J'ai laissé l'enveloppe sur la table de chevet de Julian, bien en évidence. J'ai regardé mon téléphone. Il était 23h28. Le dernier message indiquait qu'ils réclamaient l'addition. Il était temps de partir.
J'ai descendu la valise avec précaution. Mes jambes de soixante-huit ans protestaient, mais elles ont tenu bon. Arrivée devant la porte d'entrée, je me suis arrêtée. J'ai jeté un dernier regard à cette maison que j'avais contribué à construire. Aux sols que j'avais lavés mille fois. Aux murs que j'avais peints à notre arrivée. À la cuisine où j'avais préparé des milliers de repas pour lesquels personne ne m'avait jamais remerciée. Je ne ressentais pas de tristesse. Je ressentais de la liberté.
J'ai verrouillé la porte. Et pour la première fois en trois ans, je n'ai pas laissé la clé dans la serrure. Je l'ai emportée. Après tout, c'était ma maison.
J'ai commandé un Uber depuis le coin de la rue. Le chauffeur, un homme d'une cinquantaine d'années, m'a aidé avec ma valise.
« Un long voyage, madame ? » demanda-t-il en démarrant.
J'ai regardé par la fenêtre la maison qui s'éloignait dans l'obscurité. « Non », ai-je répondu. « C'est un voyage de retour vers moi-même. »
Tandis que la voiture traversait les rues désertes de la banlieue, j'imaginais la scène à venir : Julian, Victoria, les enfants – tous entrant dans la maison, les joues rouges de vin et de rires, allumant les lumières, m'appelant pour que je leur raconte le merveilleux dîner qu'ils avaient partagé, et ne trouvant que le silence. Montant à l'étage, perplexe, ouvrant la porte de ma chambre, vide ; entrant dans leur chambre, voyant l'enveloppe, lisant la lettre, et comprenant tout. Je souris dans l'obscurité de la voiture. Ce soir, ils rentreraient en riant dans une maison qu'ils croyaient être la leur, et je dormirais paisiblement pour la première fois en trois ans – chez mon amie Carol – sachant que j'avais enfin trouvé ma voix. Demain, la bataille juridique commencerait. Mais ce soir était juste pour moi, pour célébrer le réveil de la servante invisible, et le fait qu'elle avait des crocs.
Je n'étais pas là à leur arrivée. Mais Léo m'a tout raconté trois jours plus tard, en venant me chercher chez Carol, en pleurs. Laissez-moi vous raconter cette nuit-là, telle que mon petit-fils me l'a décrite, les larmes ruisselant sur ses joues.

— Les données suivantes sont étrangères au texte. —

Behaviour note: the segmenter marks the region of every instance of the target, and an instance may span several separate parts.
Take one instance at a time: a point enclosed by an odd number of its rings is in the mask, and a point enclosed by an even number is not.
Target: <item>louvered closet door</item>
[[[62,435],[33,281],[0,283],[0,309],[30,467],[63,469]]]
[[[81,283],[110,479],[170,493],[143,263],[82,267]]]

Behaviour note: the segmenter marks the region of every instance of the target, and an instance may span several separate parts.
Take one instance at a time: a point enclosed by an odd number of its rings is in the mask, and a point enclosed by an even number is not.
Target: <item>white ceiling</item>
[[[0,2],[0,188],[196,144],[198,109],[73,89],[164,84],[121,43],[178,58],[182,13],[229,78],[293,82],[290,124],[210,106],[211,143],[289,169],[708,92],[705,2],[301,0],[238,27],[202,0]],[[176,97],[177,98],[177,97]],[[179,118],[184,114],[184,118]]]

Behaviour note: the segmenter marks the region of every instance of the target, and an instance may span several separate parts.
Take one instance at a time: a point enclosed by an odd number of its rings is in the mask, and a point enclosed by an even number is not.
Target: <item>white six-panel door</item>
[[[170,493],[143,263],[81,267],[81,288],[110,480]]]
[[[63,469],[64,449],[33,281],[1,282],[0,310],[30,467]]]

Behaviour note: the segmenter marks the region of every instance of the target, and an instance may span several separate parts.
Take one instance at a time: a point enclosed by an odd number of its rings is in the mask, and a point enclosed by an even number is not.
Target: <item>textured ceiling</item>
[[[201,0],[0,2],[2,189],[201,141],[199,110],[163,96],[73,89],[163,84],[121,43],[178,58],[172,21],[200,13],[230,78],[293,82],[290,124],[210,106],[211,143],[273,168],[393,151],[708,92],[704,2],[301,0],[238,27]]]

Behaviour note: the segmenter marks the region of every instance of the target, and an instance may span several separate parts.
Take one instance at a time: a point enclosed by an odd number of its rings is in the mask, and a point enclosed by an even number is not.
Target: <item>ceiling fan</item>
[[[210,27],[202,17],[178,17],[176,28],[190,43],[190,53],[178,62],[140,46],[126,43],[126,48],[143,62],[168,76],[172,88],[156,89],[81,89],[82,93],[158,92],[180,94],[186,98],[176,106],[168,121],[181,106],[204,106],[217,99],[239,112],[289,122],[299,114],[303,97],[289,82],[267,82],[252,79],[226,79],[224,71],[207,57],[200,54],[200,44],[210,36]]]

Il était 1 h 23 du matin lorsque la voiture de Julian entra dans le lotissement privé. Le gardien leur fit signe de passer. Il me raconta plus tard qu'ils riaient aux éclats, la musique à fond. Victoria était appuyée sur l'épaule de Julian. Elle avait bu trois verres de vin rouge, deux de champagne et un shot de tequila, avec lequel ils portèrent un dernier toast. Julian n'était pas sobre non plus. Il avait bu deux doubles whiskies et plusieurs bières.